Nancy J. Cable, president of The Arthur Vining Davis Foundation, will serve as Randolph College’s 2017 Commencement speaker.

Commencement is scheduled for May 14, 2017 at 10 a.m. in The Dell on Randolph’s campus.

Recognized nationally as a leader in higher education access, finance, and affordability, Cable is known for her achievements in widening access to college for students from all walks of life.

“It is a privilege to welcome a woman who has devoted her life to teaching in, working in, and studying the American liberal arts college,” said Bradley W. Bateman, president of Randolph College. “She understands the importance of what we, and other liberal arts colleges do for our students, and she shares our passion and commitment to preparing students not only for future careers, but also for better lives.”

Cable was appointed president of the Arthur Vining Davis Foundations in 2012. Before this position, she served as interim president of Bates College, where she led college-wide efforts on governance, faculty, and curricular issues, and matters of diversity and inclusion.
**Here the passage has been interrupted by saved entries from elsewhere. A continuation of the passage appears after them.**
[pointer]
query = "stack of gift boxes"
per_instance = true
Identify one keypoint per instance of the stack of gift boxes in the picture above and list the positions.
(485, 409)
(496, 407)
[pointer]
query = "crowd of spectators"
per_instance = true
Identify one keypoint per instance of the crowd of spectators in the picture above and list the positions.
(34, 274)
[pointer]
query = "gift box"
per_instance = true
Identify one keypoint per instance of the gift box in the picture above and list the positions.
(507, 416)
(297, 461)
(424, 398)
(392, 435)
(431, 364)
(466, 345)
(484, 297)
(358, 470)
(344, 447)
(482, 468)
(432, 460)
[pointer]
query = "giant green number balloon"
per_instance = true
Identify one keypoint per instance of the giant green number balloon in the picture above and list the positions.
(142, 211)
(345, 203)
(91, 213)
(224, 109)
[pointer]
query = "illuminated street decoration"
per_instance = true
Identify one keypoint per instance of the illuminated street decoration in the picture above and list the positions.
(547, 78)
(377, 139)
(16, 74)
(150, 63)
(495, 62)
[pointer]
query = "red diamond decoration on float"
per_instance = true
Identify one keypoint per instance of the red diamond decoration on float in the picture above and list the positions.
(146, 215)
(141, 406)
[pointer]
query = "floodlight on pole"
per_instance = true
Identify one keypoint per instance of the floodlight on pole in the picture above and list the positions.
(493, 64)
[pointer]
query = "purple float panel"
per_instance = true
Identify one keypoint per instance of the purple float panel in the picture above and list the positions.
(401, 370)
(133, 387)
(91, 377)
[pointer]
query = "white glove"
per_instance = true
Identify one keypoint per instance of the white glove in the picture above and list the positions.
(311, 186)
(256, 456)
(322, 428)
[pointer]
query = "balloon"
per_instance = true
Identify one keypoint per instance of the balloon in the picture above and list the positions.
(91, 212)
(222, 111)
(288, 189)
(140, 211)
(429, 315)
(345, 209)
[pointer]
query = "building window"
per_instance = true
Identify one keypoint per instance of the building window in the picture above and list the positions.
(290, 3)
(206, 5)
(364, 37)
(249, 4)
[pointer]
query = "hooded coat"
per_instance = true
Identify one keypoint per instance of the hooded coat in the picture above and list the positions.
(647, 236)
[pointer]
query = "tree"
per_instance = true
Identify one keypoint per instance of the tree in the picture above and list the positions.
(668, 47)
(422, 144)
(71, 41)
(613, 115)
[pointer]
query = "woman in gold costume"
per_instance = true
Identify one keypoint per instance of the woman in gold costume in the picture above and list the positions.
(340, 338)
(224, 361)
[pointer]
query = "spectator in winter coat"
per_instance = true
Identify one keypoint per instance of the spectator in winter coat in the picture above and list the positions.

Before being elected as interim president, she spent three years serving as vice president.

Her higher education experience has also included positions at Denison University, where she served as a faculty member and dean from 1977-1986. She worked at Guilford College from 1986-1991 and was vice president and dean of admission and financial aid at Davidson College from 1991-2005. From 2005-2009, she served as vice president for development in the College of Engineering at the University of Virginia and later with the University’s Semester at Sea program.

A member of Phi Beta Kappa, Cable earned her B.A. in history from Marietta College, a master’s degree from the University of Vermont, and her Ph.D. from the University of Virginia. She also graduated from the Harvard University Institute for Educational Leadership. A student of the history of American higher education, she has focused her academic work on the history of liberal arts colleges during the progressive era from 1870-1915. She has written articles on higher education governance, access, and quality indicators in selective college admission, and assisted in the research for a group of liberal arts colleges for issues related to preferential admission for under-represented populations at highly selective colleges.

Cable is one of the charter founders of the University of Virginia’s Semester at Sea program, known as the Desmond Tutu Program in Global Understanding, and the CY Tung Scholars program on U.S.-China Relations. She was chosen as a Fulbright Senior Specialist in the humanities and has consulted with the director of the Fulbright Center in Hong Kong on the development of the liberal arts within the evolving Chinese higher education system.

Her professional service has included numerous boards, including the National Merit Scholarship Corporation, Marietta College, the National Conference of Christians and Jews, the College Board Task Force on Equity in Higher Education, among many others. She joined the Board of Trustees of the National Endowment of the Humanities in Washington, D.C. in January.